Question 414: Maximum cycloplegic action of atropine is seen at ?
- A. 1-3 hours (Correct Answer)
- B. 1-2 weeks
- C. 4-6 hours
- D. 30-60 minutes
Explanation: ***1-3 hours*** - Atropine, a **non-selective muscarinic antagonist**, reaches its **peak cycloplegic effect** approximately 1 to 3 hours after topical administration. - This peak activity is crucial for accurate retinoscopy and **refractive error measurement** in children, as it effectively paralyzes the ciliary muscle. *4-6 hours* - While atropine's cycloplegic effect is still present at 4-6 hours, it is generally **past its peak action** by this time. - Slower-acting cycloplegics might have their peak around this window, but not atropine. *1-2 weeks* - The **duration of action** for atropine's cycloplegic and mydriatic effects can last for 1-2 weeks, but this is the total duration, not when the maximum action is observed. - Patients are often instructed about the **prolonged effects** and potential for blurred vision and photophobia over this period. *30-60 minutes* - While some mydriatic effects might start within 30-60 minutes, the **full cycloplegic effect** of atropine, which requires maximum paralysis of the ciliary muscle, is not achieved in this short timeframe. - Shorter-acting cycloplegics like **cyclopentolate** or **tropicamide** would show peak action within this earlier interval.
Physiology
1 questionsRebound increase in gastric acid secretion after stopping proton pump inhibitor therapy is due to?
NEET-PG 2015 - Physiology NEET-PG Practice Questions and MCQs
Question 411: Rebound increase in gastric acid secretion after stopping proton pump inhibitor therapy is due to?

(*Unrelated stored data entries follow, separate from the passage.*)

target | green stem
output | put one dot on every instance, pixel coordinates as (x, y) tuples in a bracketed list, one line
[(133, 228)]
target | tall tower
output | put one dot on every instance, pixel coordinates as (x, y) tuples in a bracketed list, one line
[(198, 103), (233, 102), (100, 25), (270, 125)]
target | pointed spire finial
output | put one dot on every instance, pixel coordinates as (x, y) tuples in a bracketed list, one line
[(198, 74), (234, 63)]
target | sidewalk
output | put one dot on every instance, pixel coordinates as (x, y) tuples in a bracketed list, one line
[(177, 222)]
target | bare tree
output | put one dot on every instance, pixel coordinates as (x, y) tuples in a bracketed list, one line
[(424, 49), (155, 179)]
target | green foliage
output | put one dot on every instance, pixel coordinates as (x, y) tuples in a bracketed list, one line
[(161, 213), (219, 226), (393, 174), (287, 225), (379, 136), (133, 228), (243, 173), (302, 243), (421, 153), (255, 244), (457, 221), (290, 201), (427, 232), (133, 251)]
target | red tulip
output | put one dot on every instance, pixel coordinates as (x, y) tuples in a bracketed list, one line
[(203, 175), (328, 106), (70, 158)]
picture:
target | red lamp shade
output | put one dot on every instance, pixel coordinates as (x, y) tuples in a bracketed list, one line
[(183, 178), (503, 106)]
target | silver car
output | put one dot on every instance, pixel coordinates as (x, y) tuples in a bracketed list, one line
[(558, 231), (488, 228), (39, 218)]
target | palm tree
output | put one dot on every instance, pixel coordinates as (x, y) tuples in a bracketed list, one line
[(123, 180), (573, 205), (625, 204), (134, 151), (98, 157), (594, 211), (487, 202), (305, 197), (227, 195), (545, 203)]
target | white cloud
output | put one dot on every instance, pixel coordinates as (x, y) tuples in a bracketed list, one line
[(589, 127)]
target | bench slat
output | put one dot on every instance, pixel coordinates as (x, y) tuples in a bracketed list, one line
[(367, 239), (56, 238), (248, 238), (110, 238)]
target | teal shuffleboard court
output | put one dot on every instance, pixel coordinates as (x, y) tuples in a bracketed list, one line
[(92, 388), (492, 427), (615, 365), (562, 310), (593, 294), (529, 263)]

- A. Parietal cell hyperplasia
- B. Increased histamine release
- C. Hypergastrinemia (Correct Answer)
- D. Hypersensitivity of Ach receptors
Explanation: ***Hypergastrinemia*** - Proton pump inhibitors (PPIs) create a state of **hypochlorhydria** (reduced stomach acid), which in turn stimulates the **G cells** in the stomach to produce more **gastrin**. - This elevated gastrin level leads to a compensatory increase in the number and activity of **parietal cells**, causing a rebound hypersecretion of acid when PPI therapy is discontinued. *Parietal cell hyperplasia* - While parietal cell hyperplasia can occur, it is a consequence of chronic **hypergastrinemia**, not the primary driver of rebound acid secretion. - The direct effect of increased gastrin stimulating existing parietal cells is more immediate and significant for the rebound phenomenon. *Increased histamine release* - Elevated histamine release from **enterochromaffin-like (ECL) cells** is a downstream effect of hypergastrinemia, as gastrin stimulates ECL cells. - While increased histamine contributes to acid secretion, the root cause for its increase in this context is the **hypergastrinemia** induced by PPIs. *Hypersensitivity of Ach receptors* - **Acetylcholine (Ach) receptors** on parietal cells are involved in direct neural stimulation of acid secretion. - There is no evidence that stopping PPIs causes an increased sensitivity of these receptors, or that this is the primary mechanism of rebound acid secretion.